Space crew unloads unusual supplies

Cosmonauts and astronauts have begun loading international space station with scientific equipment, personal belongings and fresh vegetables following the successful pre-dawn docking of a Soyuz cargo ship.

The spaceship docked at the International Space Station

Engineers monitoring the docking via a video feed from the Soyuz TMA-6 spaceship broke into applause when they saw that the automatic docking system had worked flawlessly.

A little more than two hours after the 0220 GMT link-up, Russian Sergei Krikalev, American John Phillips and Italian Roberto Vittori, who blasted off on Friday from the Baikonur cosmodrome in Kazakhstan, met face-to-face with the two men who have spent the past six months aboard the orbiting station.

The newcomers were greeted by Russian cosmonaut Salizhan Sharipov with the traditional Russian welcome offering of bread and salt and his crew mate, US astronaut Leroy Chiao, who are both scheduled to return to Earth on 25 April, along with Vittori, who is representing the European Space Agency.

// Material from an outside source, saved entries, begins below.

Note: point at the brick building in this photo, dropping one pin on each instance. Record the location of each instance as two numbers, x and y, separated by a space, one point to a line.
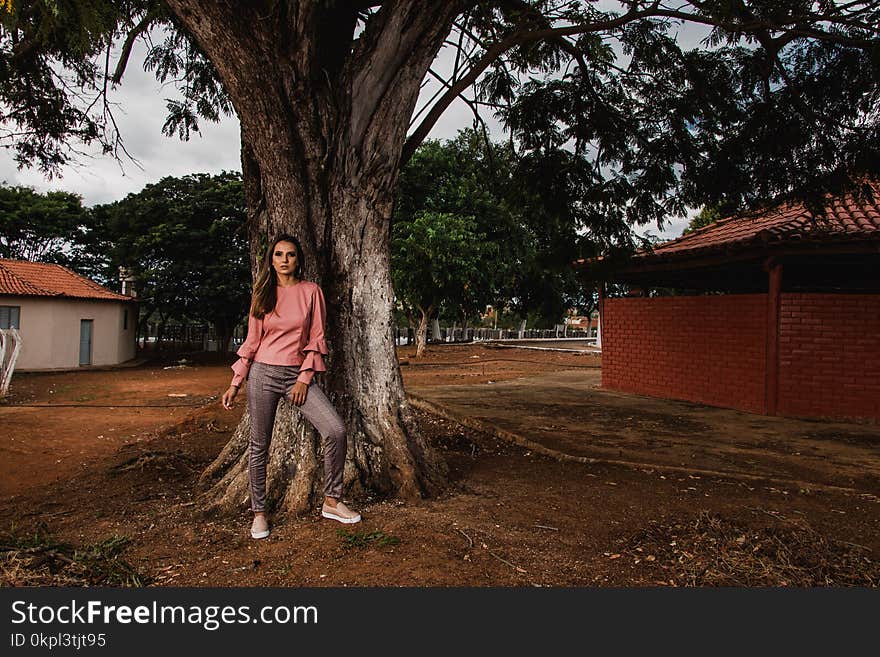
776 313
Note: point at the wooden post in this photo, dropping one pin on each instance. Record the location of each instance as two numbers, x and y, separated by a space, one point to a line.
771 382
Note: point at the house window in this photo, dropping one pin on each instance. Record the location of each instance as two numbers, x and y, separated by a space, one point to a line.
9 316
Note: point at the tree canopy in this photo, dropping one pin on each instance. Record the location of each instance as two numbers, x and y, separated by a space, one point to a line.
779 99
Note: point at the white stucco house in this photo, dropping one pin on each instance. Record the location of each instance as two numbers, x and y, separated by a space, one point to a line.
65 320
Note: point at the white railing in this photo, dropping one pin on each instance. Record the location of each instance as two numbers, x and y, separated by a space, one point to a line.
10 346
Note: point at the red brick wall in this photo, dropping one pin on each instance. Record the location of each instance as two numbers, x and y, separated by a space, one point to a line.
708 349
829 355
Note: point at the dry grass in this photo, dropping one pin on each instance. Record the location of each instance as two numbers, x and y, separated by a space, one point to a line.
715 551
35 559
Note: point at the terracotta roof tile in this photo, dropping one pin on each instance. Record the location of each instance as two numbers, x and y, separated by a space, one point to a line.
845 219
22 277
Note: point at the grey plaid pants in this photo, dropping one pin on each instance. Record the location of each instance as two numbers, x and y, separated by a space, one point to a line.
265 386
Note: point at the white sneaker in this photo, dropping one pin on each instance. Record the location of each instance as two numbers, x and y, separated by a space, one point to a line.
341 513
260 528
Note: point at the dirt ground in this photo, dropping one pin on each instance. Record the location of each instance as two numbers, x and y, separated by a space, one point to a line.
81 464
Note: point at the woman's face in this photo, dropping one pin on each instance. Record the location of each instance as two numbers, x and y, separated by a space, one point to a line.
284 258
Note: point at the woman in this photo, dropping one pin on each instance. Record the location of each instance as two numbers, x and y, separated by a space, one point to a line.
283 349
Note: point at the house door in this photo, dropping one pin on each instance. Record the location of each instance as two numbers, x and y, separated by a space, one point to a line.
85 342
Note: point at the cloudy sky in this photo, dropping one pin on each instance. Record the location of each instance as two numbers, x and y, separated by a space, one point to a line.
140 114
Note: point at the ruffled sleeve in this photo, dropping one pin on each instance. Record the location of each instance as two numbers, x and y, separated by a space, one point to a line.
316 347
247 350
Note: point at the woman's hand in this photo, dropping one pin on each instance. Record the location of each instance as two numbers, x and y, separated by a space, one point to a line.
228 397
299 392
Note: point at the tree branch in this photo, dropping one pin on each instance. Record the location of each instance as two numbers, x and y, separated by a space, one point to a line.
136 31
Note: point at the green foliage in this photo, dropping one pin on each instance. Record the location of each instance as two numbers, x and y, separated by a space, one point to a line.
35 226
705 217
55 74
361 539
778 101
35 558
453 237
183 240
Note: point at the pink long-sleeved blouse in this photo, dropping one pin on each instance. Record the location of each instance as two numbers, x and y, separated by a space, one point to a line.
292 334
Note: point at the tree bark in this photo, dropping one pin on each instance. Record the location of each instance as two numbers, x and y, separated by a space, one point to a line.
323 126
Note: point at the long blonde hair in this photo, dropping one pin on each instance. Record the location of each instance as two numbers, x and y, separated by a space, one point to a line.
264 296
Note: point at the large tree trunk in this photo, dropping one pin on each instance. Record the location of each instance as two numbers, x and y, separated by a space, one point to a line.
322 136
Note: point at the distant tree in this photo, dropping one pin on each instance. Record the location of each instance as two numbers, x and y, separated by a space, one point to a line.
469 179
183 240
708 215
437 257
38 227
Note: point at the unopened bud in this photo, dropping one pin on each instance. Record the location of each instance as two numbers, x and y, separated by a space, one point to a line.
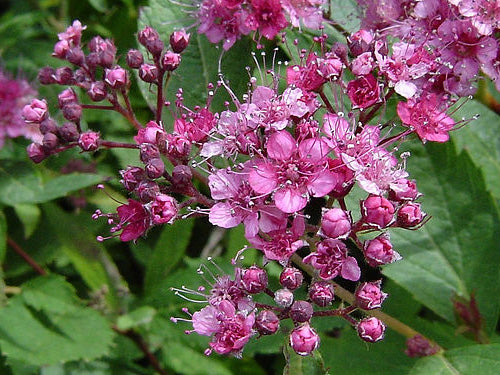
303 339
291 278
254 279
371 329
267 322
322 293
301 311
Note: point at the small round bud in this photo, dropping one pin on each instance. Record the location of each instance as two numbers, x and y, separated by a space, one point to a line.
97 91
254 280
89 141
179 40
69 132
267 322
171 60
301 311
46 76
379 251
371 329
35 112
322 293
369 296
148 73
291 278
134 58
410 215
303 339
377 211
66 97
336 223
36 152
283 297
155 168
72 112
116 77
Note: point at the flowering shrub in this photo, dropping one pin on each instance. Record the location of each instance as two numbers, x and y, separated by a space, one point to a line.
304 167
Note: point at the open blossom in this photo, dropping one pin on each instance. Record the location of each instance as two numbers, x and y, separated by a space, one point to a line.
292 172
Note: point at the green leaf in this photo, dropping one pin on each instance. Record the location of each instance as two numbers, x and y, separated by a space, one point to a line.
199 65
470 360
169 250
29 215
20 183
47 324
481 139
456 251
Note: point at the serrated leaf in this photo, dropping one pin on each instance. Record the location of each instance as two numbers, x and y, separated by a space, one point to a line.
29 215
470 360
169 250
20 183
456 251
33 332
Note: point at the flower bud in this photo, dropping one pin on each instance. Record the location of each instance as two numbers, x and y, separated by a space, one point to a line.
97 91
369 296
66 97
304 339
35 112
116 77
36 152
301 311
72 112
155 168
267 322
64 75
379 251
89 141
336 223
321 293
371 329
254 280
410 215
148 73
377 211
134 58
46 76
291 278
163 209
283 297
69 132
131 177
171 60
147 190
50 142
179 40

Later on Sunday, the five men began unloading 150kg of scientific equipment, documentation, personal belongings and fresh vegetables carried up on the Soyuz capsule.

Experiments

Aboard the rocket were worms and pregnant crickets
Aboard the rocket were worms and pregnant crickets

Aboard the rocket were worms
and pregnant crickets

Among the supplies were worms and pregnant crickets for some of the myriad scientific experiments conducted aboard the station.

About 70% of the experiments will be devoted to medical research, said Mission Control chief Vladimir Solovyov.

Givi Gorgiladze, of the Russian Academy of Sciences, told the Itar-Tass news agency the worms will be used to study regeneration in a weightless environment, while pregnant crickets will be monitored for nerve-cell formation.

The projected mission

One of Krikalev and Phillips’ key tasks during their six-month mission will be to observe the condition of the US space shuttle Discovery when it arrives in the first shuttle launch since the Columbia shuttle disaster on 1 February 2003.

The two will conduct a photo survey of the Discovery’s insulating tiles as the shuttle manoeuvres to dock.

Fred Gregory, deputy administrator of the US space agency Nasa, said that the resumption of US space shuttle flights was on schedule.

“The return to flight activities for the shuttle appears to be on time and we are very hopeful we will be able to launch within the first window, in middle May or early June,” Gregory said.